Googling without the quotes eventually leads to “All tragedies are finish’d by a death, All comedies are ended by a marriage.”
From canto iii of Lord Byron’s poem Don Juan. Apparently the poem is satirical, which kind of makes sense, because—though the line has the ring of truth to it—it’s simply not true.
The quote is definitely older than 2006. In my view, it is semi-jocular - in the sense that it is not literally true (there are definitely comedies and tragedies to which this does not apply), but it is “directionally true” in the sense that it gives a fair indication of the characteristics of comedies and tragedies.
For centuries, a common distinction was, by the way, a different one, based on the social background of the characters: Comedies would feature commoners as protagonists, whereas a tragedy had to be staffed with royals and aristocrats. Definitely a rule that Shakespeare complied with, but it dates back to antiquity.
Doesn’t the rule apply to Shakespeare’s plays?
I started checking the list of his comedies here and after seeing that 3 of the first 4 don’t end in a wedding I gave up.
So, no.
I can’t think of any Shakespearean tragedies about commoners (you want to start from as high as possible, to make the fall as far as possible), but there are certainly comedies about nobles. The butts of jokes in A Midsummer Night’s Dream include the Duke of Athens and his betrothed and the King and Queen of Faerie, and even the four main human protagonists are all well-born. I don’t know if any of the main characters in A Merchant of Venice are precisely noble, but they’re all at least very rich and influential. And then there are the plays like The Tempest and Measure for Measure, which are difficult to classify but which end with marriages imminent and all main characters alive, and feature nobles.

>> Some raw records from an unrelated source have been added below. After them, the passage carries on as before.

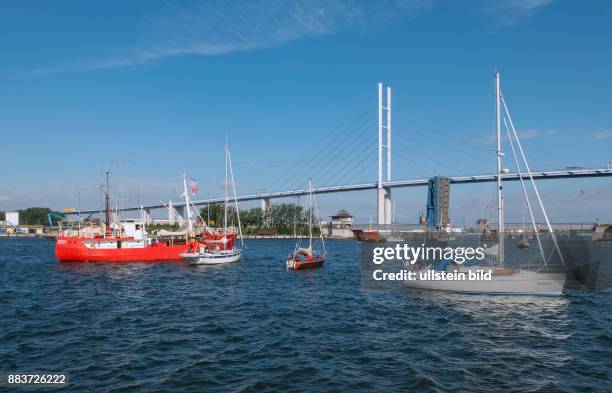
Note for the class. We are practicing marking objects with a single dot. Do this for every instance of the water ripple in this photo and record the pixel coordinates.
(255, 327)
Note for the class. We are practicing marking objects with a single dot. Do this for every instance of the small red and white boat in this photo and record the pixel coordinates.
(307, 258)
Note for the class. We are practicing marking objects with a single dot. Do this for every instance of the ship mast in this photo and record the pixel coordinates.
(499, 154)
(107, 207)
(187, 202)
(310, 215)
(226, 197)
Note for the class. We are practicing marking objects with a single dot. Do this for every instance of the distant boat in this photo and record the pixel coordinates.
(307, 258)
(504, 280)
(219, 247)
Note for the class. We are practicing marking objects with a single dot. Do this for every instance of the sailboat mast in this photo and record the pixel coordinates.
(500, 198)
(226, 198)
(310, 214)
(107, 203)
(187, 201)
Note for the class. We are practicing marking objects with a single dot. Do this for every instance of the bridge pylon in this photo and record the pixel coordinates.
(383, 198)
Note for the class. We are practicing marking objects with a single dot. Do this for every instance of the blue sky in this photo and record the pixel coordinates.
(148, 89)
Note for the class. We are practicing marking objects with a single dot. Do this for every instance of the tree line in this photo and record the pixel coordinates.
(32, 216)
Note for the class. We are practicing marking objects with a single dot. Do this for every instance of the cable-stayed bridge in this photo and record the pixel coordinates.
(355, 159)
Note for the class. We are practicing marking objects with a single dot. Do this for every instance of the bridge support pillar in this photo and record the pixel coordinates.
(384, 206)
(388, 208)
(171, 214)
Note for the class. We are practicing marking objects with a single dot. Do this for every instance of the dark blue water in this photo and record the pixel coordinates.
(254, 326)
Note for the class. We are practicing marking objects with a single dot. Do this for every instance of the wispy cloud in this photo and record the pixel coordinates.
(535, 133)
(511, 12)
(601, 135)
(215, 28)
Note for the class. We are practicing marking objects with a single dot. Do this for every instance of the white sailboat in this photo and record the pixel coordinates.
(504, 280)
(224, 249)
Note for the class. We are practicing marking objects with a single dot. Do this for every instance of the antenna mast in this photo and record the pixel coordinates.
(107, 208)
(500, 198)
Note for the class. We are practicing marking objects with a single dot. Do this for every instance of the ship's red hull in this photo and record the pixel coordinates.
(73, 249)
(312, 263)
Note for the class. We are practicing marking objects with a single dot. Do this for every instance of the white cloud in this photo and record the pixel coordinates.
(534, 133)
(215, 28)
(601, 135)
(511, 12)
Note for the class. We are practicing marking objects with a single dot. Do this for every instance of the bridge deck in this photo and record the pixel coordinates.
(392, 184)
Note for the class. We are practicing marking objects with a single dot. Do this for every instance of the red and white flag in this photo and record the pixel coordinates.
(193, 184)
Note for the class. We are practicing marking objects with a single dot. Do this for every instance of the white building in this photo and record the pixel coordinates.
(341, 225)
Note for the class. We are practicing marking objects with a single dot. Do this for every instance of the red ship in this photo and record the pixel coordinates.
(129, 241)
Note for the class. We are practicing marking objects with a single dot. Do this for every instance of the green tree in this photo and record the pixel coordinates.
(35, 215)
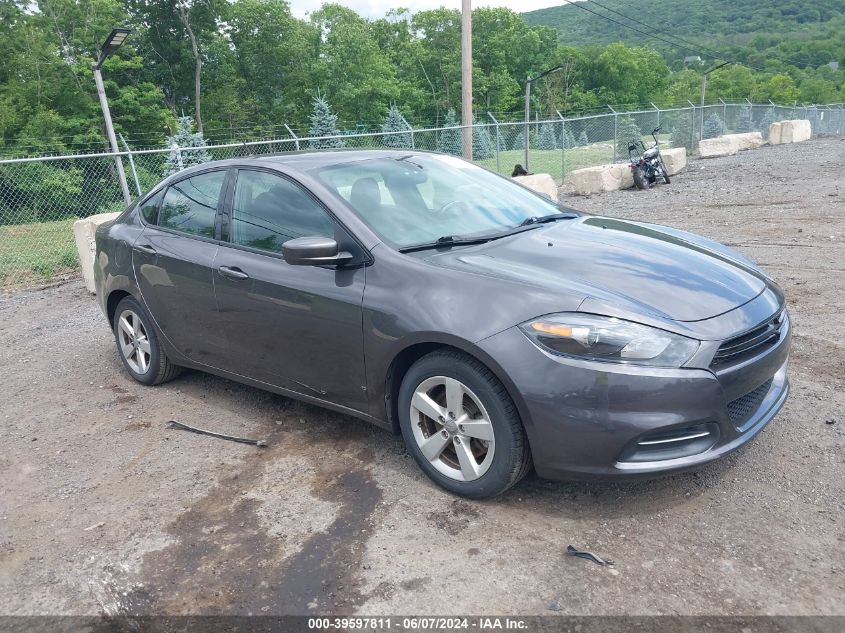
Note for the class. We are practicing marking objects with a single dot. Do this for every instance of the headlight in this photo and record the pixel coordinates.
(609, 339)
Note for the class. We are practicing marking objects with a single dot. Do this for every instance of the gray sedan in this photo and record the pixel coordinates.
(492, 328)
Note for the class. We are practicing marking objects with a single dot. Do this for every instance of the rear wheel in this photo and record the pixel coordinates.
(461, 426)
(640, 178)
(138, 345)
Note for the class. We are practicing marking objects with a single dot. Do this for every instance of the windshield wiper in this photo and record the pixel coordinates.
(543, 219)
(446, 241)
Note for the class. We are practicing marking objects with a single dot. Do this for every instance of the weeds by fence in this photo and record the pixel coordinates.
(41, 197)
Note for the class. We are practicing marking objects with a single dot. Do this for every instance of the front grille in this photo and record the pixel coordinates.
(741, 409)
(751, 343)
(672, 444)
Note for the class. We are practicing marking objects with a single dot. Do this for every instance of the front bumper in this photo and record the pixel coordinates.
(591, 420)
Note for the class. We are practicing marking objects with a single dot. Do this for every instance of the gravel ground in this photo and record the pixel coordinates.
(103, 509)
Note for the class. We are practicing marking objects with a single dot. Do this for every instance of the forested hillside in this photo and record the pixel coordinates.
(756, 32)
(258, 67)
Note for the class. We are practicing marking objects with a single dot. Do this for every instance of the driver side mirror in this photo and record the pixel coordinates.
(314, 251)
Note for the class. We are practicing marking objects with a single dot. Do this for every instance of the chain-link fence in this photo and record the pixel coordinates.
(40, 198)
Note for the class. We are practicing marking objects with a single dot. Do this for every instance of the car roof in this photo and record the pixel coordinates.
(304, 160)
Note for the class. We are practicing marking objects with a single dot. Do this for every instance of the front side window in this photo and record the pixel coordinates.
(417, 198)
(269, 210)
(190, 205)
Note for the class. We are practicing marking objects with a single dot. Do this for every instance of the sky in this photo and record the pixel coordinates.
(377, 8)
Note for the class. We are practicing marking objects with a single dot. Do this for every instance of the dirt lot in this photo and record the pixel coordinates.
(102, 508)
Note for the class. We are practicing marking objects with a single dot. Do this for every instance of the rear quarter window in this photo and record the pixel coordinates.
(190, 205)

16th-century audiences loved to see someone from the nobility getting his comeuppance. Shakespeare wrote plays for the masses - if he was writing today he would probably not be writing highbrow plays, more likely cutting edge drama or even soaps.
There are no absolute rules or canons in arts, and in general aphorisms should be taken with a grain of salt anyway. In Oedipus Rex, for example, the hero does not die at the end of the play, but for an ancient audience his staying alive is perceived as a worse punishment than death itself. We could probably say that a tragedy is supposed to end in a death or the equivalent of a death (or worse :D).
This answers my question as much as I could ask for—thank you!
Hold on, I’m almost certain that Byron didn’t invent it. It is from antiquity, IIRC, but I can’t remember where I could have read it. I think it may have been in one of Aristophanes’ introductions to a play. If not that, it sounds like one of Cicero’s bullshitisms.
Waiting with bated breath.
Aristotle wrote something similar in Poetics. He said that Athenian tragedy evolved from the dithyramb, a celebration celebrating Dionysus, while comedy derived from phallic dances.
I’ve seen the dramatic paradigm as: “Comedy: the low are brought high. Tragedy: the high are brought low.” As for the topic, I’m vastly amused by the opposite readings.
“…every comedy ends in a wedding.”
vs
“…All comedies are ended by a marriage.”
Does comedy result in marriage, or is a wedding when the fun ends?
Tragedy is when I cut my finger. Comedy is when you fall into an open sewer and die.
Mel Brooks
I think there are a couple of very relevant lines in Shakespeare, The Merchant of Venice, Act 2, Scene 9:
NERISSA:
The ancient saying is no heresy,
Hanging and wiving goes by destiny.
He couldn’t die in Oedipus Rex or Sophocles would have had nowhere to go in Oedipus at Colonus!
“It’s better to be Wasserman Positive than never to have loved at all.”